My first full day back in London, on my little balcony and a story unfolds. My darling neighbour, once owner of an antiques store on Portobello Road, independent, alone and loving her little nest, peers over this afternoon. Says nothing, but soon I realise, she is in trouble.
Life suddenly became shorter for her. Confusion has set in, she wants to go home. She is home, but speaks of going home, and is trapped within her little flat, and in her mind. We rescue. Make tea and try to make sense of it all, but all terribly sad. She will not be able to live independently again. As I sat beside her, waiting for the medics to arrive, I was all too aware that life had been reduced to her little handbag, a plastic packet with an address book and pills, all which she held tightly to her bosom in case she lost those too. Life would never be as it was yesterday and tomorrow, and the next, and the next would only be filled with locked in memories and the fear of forgetting. A future of relying on the kindness of strangers.
But, and I say but, I also realised I had returned just in time. I could be there for her, for another whose story was unfolding, unravelling. A stranger, a neighbour, but right beside the forgetting of self to the remembering of someone in need.
All too often, post divorce, post loss in which ever form, in this Silver Street part of our lives, it is the purpose that escapes us. The reason why what we did to the best of our ability no longer counts, that the knights with the sweet words have embarked on another crusade and we, we are left with the wilting bouquet and confusion of what they hell to do now? Children grew and flew as it should be but we forgot that part of the manual and all those what if’s, what to do, what the hell swoops in, in the middle of the day, in the middle of the night.
So what is the point of today? What have I learnt on my return to the balcony? I have had an awesome time on my sabbatical, I have no idea what is going to happen from now on but that I was here this afternoon. As I watched this soul being led away by the paramedics, I could not be think there goes a lifetime of doing things: spritely moves, loving with passion, building a career and cherishing travel, books, art. A little figure that has paid the dues. And I have a whole lifetime still to live, rather than exist.

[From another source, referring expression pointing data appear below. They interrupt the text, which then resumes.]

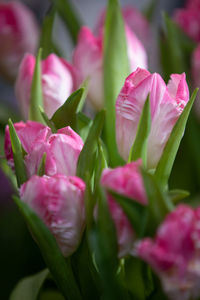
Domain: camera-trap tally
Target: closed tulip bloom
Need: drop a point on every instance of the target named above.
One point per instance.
(174, 253)
(166, 102)
(58, 79)
(126, 181)
(19, 33)
(59, 202)
(62, 148)
(88, 60)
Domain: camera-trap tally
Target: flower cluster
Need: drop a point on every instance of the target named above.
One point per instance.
(69, 176)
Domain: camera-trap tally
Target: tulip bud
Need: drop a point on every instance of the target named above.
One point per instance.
(166, 102)
(57, 83)
(62, 148)
(30, 134)
(196, 74)
(19, 34)
(174, 253)
(59, 202)
(88, 59)
(126, 181)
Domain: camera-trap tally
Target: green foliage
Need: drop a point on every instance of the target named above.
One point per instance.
(58, 266)
(86, 163)
(36, 98)
(66, 114)
(166, 161)
(18, 156)
(116, 68)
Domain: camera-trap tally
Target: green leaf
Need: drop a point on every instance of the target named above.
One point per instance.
(47, 122)
(138, 278)
(139, 148)
(66, 114)
(116, 69)
(29, 287)
(166, 161)
(87, 157)
(176, 49)
(69, 16)
(36, 97)
(135, 212)
(177, 195)
(59, 267)
(159, 205)
(41, 168)
(17, 150)
(85, 271)
(103, 242)
(83, 125)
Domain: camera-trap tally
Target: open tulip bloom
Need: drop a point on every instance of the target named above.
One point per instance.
(95, 192)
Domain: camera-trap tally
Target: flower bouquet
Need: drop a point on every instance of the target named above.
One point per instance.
(99, 191)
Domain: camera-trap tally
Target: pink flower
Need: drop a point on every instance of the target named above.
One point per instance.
(196, 74)
(19, 34)
(88, 59)
(62, 148)
(167, 103)
(59, 202)
(30, 134)
(58, 78)
(126, 181)
(174, 253)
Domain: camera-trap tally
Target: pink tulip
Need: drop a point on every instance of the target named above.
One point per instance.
(62, 148)
(19, 34)
(196, 74)
(88, 59)
(30, 134)
(126, 181)
(59, 202)
(58, 78)
(166, 102)
(174, 253)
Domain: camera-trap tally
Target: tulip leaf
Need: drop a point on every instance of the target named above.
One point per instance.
(29, 287)
(166, 161)
(139, 148)
(66, 10)
(18, 156)
(103, 244)
(135, 211)
(87, 157)
(177, 195)
(66, 114)
(138, 278)
(59, 267)
(176, 49)
(47, 122)
(116, 68)
(159, 205)
(83, 125)
(36, 97)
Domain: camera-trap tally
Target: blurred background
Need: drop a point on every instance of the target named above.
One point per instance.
(19, 255)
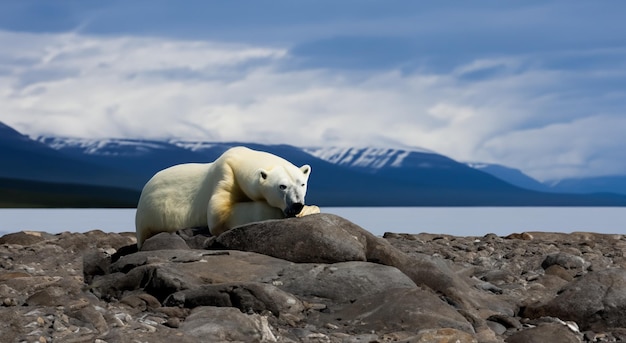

We do not know the lives that others have led until we see it seep away. Until they reluctantly cry for our help. We need to make the most of ours before we too are there, be bold, do the different, go forth with broken wings but go forth none the less. For life is not short, life is long in the legacy we create. On this little balcony, for how ever long, changes will happen, and we need to know that we are up for it.
Tomorrow I will to a hospital with a bunch of flowers and gratitude in my heart. It’s great to be back, and great to view the world from my little spot. To be able to have done the little good deed and made the difference.
World, thanks. I am back and it came to pass that this balcony has a great view.